Set differences with Lists

Sets are unordered and do not allow duplicates. They are implemented as ‘hash set’ and thus certain operations are very efficient (e.g. membership checking, union, intersection, etc.).

my_list = [1, 2, 2, 3, 3, 4, 5, 5]
my_set = set(my_list)
print(my_set)
print(3 in my_set)  # True
print(6 in my_set)  # False
my_set.add(5)  # Added element already in list, nothing happens
print(my_set)
{1, 2, 3, 4, 5}
True
False
{1, 2, 3, 4, 5}

Set specific operations:

print({1, 2, 3} | {4, 5, 6})  # Union
print({1, 2, 3} & {3, 4, 5})  # Intersection
print({1, 2, 3, 4} - {1, 4, 5})  # Difference
print({1, 4, 5} - {1, 2, 3, 4})  # Difference (reversed set order)
print({1, 4, 5} ^ {1, 2, 3, 4})  # Symmetric Difference (XOR)
{1, 2, 3, 4, 5, 6}
{3}
{2, 3}
{5}
{2, 3, 5}

Since tuple are immutable, unlike lists or sets, they can be used as keys in a dictionary.

my_tuple_dict = {
    (1, 2): 3,
    (4, 5): 6
}

print(my_tuple_dict[(1, 2)])
3

This would throw an error:

my_list_dict = {
    [1, 2]: 3,
    [4, 5]: 6
}

Basic operations with data structures

Looping through iterables

Indexed loop

my_list = list('alphabet')
n = len(my_list)
for i in range(n):
    value = my_list[i]
    print(f"Value at index {i}: {value}")
Value at index 0: a
Value at index 1: l
Value at index 2: p
Value at index 3: h
Value at index 4: a
Value at index 5: b
Value at index 6: e
Value at index 7: t

‘For each’ loop

for value in my_list:
    print(f"Value: {value}")
Value: a
Value: l
Value: p
Value: h
Value: a
Value: b
Value: e
Value: t

Enumerate

The enumerate() function returns a tuple of the index and the value at that index.
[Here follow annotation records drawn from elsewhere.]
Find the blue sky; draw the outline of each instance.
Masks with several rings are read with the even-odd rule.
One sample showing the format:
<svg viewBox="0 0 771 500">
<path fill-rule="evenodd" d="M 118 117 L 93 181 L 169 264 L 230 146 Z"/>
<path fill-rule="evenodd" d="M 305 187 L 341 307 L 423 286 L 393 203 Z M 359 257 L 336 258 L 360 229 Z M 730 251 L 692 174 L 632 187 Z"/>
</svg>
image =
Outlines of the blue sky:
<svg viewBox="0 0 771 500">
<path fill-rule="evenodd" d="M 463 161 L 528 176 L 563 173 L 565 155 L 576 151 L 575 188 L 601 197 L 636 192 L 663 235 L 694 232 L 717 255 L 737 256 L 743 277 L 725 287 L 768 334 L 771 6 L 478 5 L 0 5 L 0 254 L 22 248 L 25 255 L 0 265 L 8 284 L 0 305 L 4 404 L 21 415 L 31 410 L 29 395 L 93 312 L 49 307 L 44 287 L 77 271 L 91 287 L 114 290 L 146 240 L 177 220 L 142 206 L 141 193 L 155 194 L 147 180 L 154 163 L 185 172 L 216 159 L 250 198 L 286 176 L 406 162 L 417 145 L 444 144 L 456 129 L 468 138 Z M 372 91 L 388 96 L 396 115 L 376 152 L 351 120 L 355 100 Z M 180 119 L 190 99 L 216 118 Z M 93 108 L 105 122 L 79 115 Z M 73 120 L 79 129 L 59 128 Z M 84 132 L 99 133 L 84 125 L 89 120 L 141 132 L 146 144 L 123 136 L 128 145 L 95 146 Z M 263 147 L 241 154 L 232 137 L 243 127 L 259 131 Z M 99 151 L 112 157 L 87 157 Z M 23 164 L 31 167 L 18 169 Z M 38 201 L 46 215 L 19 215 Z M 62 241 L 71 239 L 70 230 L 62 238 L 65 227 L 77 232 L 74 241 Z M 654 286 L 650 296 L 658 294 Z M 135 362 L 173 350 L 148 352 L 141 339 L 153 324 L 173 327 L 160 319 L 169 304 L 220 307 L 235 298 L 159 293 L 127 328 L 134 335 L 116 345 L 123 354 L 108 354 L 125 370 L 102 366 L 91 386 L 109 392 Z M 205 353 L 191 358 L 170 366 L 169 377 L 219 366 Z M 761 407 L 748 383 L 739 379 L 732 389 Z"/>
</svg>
This is equivalent to the indexed loop but ‘nicer’ (no need to explicitly extract the value and index).

for index, value in enumerate(my_list):
    print(f"Value at index {index}: {value}")
Value at index 0: a
Value at index 1: l
Value at index 2: p
Value at index 3: h
Value at index 4: a
Value at index 5: b
Value at index 6: e
Value at index 7: t

While loop

The while loop is useful in some special cases (e.g., growing lists - although, this can be dangerous).

from random import random

my_list = list(range(10))
n = len(my_list)
i = 0
while i < len(my_list):
    value = my_list[i]
    if random() < 1 / (i - value + 1.5):
        my_list.append(value)
    i += 1

print(my_list)
[0, 1, 2, 3, 4, 5, 6, 7, 8, 9, 0, 1, 2, 3, 5]

More typical is to use infinite loops with while True and break statements.

Looping through sets and tuples

The same looping “techniques” work for sets and tuples.

my_set = {1, 2, 3}
for i, value in enumerate(my_set):
    print(f"Value: {value}")
Value: 1
Value: 2
Value: 3
my_tuple = (1, 2, 3)
for value in my_tuple:
    print(f"Value: {value}")
Value: 1
Value: 2
Value: 3

Looping through dictionaries

Most common way to iterate over a dictionary is to use the items() method, which will return (key, value) pairs.

import string

alphabet_dict = {k: v for k, v in zip(string.ascii_letters, range(26)) if v < 12 and v % 2 == 0}
for key, value in alphabet_dict.items():
    print(f"The letter {key} is at position {value + 1} in the alphabet.")
The letter a is at position 1 in the alphabet.
The letter c is at position 3 in the alphabet.
The letter e is at position 5 in the alphabet.
The letter g is at position 7 in the alphabet.
The letter i is at position 9 in the alphabet.
The letter k is at position 11 in the alphabet.

There are also keys() and values() methods that return the keys and values respectively.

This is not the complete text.